During the debate on the Rural Independents private members motion on immigration, Minister for Justice, Helen McEntee, referred to those who had been removed from the state on foot of a deportation order as evidence of a newly vigorous approach to the issue.
The Minister stated that those who are not found to qualify for protection here “must return to their home country.” This means that they are issued with a deportation order, although the Minister did not use that term.
The difficulty with that, as Gript has previously highlighted, is that deportation orders are largely left up to the individual themselves. They are expected to voluntarily deport, and it is generally only when they are found not to have done so, that the state enforces the order.
Minister McEntee stated that 285 removals have taken place so far in 2023.
However, in a reply to a Parliamentary Question from Sligo/Leitrim TD Marian Harkin on Tuesday, the Minister stated that while the numbers of deportation orders issued and signed this year has increased to 736 from 539 in 2022, that just 34 people have been physically deported.
It should also be noted that the numbers supplied to Deputy Harkin, on the number of orders signed, differ significantly from the numbers of deportation orders actually issued, as supplied in response to a Freedom of Information request supplied to Gript in November.
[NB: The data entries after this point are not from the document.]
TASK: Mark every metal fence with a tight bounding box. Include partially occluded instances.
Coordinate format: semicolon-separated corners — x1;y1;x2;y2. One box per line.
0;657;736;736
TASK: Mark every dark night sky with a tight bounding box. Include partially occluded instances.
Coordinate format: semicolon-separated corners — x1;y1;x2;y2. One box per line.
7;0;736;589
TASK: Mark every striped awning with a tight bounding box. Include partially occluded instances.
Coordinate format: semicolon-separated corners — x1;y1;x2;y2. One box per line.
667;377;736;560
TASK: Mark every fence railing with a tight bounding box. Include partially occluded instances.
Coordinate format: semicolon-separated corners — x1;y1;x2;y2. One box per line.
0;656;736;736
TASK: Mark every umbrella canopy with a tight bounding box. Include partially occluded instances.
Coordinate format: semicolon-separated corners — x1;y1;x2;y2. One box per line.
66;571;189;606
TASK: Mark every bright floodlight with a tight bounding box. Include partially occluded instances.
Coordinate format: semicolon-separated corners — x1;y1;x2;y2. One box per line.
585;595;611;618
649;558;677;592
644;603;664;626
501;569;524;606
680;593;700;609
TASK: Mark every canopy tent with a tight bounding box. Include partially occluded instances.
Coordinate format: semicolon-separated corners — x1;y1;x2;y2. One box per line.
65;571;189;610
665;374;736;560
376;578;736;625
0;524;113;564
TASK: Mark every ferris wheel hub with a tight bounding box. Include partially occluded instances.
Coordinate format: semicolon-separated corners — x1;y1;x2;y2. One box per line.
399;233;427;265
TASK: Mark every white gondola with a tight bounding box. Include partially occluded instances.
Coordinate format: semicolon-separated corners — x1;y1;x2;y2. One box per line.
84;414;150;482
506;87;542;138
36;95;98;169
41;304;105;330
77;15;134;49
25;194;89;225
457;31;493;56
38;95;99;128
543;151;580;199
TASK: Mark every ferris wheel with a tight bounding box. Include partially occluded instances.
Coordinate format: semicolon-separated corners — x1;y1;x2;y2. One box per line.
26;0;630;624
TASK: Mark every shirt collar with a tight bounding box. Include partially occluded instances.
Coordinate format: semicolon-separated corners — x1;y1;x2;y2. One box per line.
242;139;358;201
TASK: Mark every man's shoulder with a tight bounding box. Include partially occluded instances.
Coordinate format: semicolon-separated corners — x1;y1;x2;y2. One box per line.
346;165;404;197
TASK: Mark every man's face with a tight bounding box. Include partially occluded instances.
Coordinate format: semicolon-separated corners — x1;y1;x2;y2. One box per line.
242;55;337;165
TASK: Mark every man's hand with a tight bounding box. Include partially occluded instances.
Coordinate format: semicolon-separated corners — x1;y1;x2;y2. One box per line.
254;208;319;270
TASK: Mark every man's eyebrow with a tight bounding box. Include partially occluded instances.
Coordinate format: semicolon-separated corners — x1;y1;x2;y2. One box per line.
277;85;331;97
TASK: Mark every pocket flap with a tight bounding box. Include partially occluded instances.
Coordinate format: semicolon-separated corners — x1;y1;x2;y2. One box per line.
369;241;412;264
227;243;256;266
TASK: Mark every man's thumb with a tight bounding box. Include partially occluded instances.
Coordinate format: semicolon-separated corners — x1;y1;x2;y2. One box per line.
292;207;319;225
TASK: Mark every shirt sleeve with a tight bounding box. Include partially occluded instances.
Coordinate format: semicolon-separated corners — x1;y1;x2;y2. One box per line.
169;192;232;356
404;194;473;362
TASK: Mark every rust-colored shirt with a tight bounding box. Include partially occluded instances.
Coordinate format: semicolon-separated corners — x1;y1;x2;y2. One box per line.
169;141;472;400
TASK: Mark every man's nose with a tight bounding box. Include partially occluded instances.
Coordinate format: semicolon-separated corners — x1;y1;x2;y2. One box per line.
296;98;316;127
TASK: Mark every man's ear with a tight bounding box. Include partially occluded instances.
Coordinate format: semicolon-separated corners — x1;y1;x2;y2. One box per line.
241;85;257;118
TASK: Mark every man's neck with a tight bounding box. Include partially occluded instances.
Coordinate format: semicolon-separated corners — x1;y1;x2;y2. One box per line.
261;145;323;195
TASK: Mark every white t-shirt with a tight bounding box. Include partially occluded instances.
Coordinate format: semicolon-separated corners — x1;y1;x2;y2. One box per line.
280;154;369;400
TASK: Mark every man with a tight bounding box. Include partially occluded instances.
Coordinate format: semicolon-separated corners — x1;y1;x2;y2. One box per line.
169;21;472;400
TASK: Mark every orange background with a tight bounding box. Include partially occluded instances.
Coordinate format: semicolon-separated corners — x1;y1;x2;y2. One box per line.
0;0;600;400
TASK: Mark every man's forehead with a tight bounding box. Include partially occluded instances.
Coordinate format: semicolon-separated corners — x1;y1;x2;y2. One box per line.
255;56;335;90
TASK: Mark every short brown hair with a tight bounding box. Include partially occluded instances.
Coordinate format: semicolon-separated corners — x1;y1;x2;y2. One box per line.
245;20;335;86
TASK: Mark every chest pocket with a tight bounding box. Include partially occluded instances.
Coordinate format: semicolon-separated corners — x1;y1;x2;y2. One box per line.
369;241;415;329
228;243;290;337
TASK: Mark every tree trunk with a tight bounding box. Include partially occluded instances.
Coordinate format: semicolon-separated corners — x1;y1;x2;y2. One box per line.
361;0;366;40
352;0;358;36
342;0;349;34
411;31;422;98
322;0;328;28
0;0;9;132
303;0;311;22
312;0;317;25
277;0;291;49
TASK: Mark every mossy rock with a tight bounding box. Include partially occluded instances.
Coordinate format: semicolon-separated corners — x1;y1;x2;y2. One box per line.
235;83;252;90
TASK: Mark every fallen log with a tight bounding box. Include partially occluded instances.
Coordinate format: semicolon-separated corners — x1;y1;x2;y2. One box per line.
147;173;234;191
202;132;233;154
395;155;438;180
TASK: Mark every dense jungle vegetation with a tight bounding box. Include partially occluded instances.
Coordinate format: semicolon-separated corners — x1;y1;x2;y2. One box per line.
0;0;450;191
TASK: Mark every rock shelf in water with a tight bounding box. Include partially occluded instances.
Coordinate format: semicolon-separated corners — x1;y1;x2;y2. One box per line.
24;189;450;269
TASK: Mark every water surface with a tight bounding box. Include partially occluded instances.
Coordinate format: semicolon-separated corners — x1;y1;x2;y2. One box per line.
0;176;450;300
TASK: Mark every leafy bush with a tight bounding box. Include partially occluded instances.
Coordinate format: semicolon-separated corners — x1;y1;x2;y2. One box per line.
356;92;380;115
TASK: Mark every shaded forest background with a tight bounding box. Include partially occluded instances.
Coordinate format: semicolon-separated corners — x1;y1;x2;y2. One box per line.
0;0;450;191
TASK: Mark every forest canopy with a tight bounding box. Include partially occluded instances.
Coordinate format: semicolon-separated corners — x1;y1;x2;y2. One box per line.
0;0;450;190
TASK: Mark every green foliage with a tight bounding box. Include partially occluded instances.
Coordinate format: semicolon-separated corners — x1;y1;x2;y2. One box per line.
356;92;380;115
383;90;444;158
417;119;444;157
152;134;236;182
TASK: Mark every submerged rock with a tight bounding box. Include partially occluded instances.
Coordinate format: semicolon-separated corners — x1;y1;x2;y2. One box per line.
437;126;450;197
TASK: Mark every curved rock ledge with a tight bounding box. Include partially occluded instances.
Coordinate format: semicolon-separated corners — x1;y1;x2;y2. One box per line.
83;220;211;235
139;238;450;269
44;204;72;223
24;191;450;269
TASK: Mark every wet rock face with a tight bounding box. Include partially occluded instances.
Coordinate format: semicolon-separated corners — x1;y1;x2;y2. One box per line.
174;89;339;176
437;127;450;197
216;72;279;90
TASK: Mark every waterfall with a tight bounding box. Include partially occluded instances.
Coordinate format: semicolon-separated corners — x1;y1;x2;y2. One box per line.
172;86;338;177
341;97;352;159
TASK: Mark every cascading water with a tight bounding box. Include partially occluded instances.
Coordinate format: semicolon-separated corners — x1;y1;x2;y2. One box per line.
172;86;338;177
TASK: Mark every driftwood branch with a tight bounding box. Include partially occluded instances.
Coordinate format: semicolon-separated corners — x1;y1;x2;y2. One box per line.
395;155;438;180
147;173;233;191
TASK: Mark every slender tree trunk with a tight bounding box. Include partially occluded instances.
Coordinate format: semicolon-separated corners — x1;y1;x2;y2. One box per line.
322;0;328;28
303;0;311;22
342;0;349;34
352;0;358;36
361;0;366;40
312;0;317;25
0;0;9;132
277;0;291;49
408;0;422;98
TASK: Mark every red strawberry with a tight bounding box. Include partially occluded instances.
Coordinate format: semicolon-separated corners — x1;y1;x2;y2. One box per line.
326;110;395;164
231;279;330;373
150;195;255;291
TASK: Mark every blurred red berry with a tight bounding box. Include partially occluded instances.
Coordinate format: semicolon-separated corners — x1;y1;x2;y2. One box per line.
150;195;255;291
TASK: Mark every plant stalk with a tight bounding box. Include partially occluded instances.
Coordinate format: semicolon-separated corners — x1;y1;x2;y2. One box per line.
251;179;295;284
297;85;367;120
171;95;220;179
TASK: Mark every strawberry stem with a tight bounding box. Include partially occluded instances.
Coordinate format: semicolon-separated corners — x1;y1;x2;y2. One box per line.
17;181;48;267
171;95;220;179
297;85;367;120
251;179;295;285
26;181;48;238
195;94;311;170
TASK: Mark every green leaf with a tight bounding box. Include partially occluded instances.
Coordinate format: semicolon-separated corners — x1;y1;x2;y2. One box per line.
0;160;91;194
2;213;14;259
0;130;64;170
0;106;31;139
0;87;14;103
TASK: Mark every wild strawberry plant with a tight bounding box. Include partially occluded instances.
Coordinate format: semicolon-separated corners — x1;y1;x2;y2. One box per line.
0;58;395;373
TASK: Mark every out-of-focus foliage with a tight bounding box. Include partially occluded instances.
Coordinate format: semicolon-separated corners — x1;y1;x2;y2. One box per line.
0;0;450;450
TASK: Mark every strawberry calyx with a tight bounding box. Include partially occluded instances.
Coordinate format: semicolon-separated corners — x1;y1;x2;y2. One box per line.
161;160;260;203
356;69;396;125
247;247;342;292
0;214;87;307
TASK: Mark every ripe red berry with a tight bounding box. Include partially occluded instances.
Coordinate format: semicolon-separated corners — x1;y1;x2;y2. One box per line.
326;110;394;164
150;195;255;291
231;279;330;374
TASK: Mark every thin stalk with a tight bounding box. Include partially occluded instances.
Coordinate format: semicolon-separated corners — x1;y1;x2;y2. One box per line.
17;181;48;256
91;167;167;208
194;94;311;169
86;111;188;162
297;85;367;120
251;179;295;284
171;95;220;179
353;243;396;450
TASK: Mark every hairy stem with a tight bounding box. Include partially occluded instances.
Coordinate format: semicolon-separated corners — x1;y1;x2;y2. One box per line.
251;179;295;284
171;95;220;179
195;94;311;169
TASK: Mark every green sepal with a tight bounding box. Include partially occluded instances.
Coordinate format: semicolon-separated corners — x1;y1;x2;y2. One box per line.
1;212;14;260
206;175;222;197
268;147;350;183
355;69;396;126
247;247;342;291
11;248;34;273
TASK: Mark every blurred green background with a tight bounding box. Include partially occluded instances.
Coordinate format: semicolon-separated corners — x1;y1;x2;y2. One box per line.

I am not certain as to what explains the discrepancy between the 549 deportation orders signed in 2022, and the 271 deportation orders issued in the same year according to the FOI response.


Given that the first table shows that a total of 2,401 deportation orders have been signed since the start of 2019, but that just 352 people have actually been deported, as in having left the state, questions need to be posed regarding the numbers of removals. The numbers from the second table incidentally show that under 6% of the numbers of deportation orders appear to have been “effected.”
The chances of being deported on the figures supplied by the Department are less than 15% or under 6% depending on which one you accept. Presumably then, the numbers of removals are just a minor increase on those numbers if the authorities eventually do catch up with someone who has failed to “voluntarily remove” themselves from the state?
In a separate question from Clare TD Michael McNamara, the Minister supplied statistics which indicate that whatever about the good intentions on the part of state officials to expedite the asylum process, particularly with regard to countries such as Georgia which she herself clearly believes is a problem, that the system will continue to be bogged down in appeals.
The total number of appeals lodged so far in 2023 is 4,057 which is more than the total of 3,186 appeals accepted by IPAT over the previous three years.
That, given the length of time which it takes for appeals to be processed is creating an insurmountable backlog, fuelled by an NGO activist sector and legal business with a clear interest in all of this.


The Sisyphus-like mountain that is faced by the appeals process is underlined by the fact that while the number of appeals accepted by IPAT in 2023 represented an increase of 2,882 or 245%, that the number of final decisions made only amounted to 1,425, an increase of just 125 or less than 10% on 2022.
Do the math, or the compound interest perhaps.
Figures also supplied to Clare Deputy Michael McNamara are an indication that Government sources who have been implying that the numbers applying for International Protection have fallen, and will be down over the entire year, might have waited until the end of the month.
While the numbers applying had fallen between March and July compared to the same period in 2022, the past four months have seen an increase year on year of 659 on the same period in 2022. Given the daily number of arrivals, 51 per day in the week ending December 3, the overall figure for the year will be close to the total for 2022.
What all of these figures, mutually contradictory as they might sometimes seem, prove is that not only is all of this a fit subject for debate but that there is no indication that the state is any closer to finding a solution to the crisis.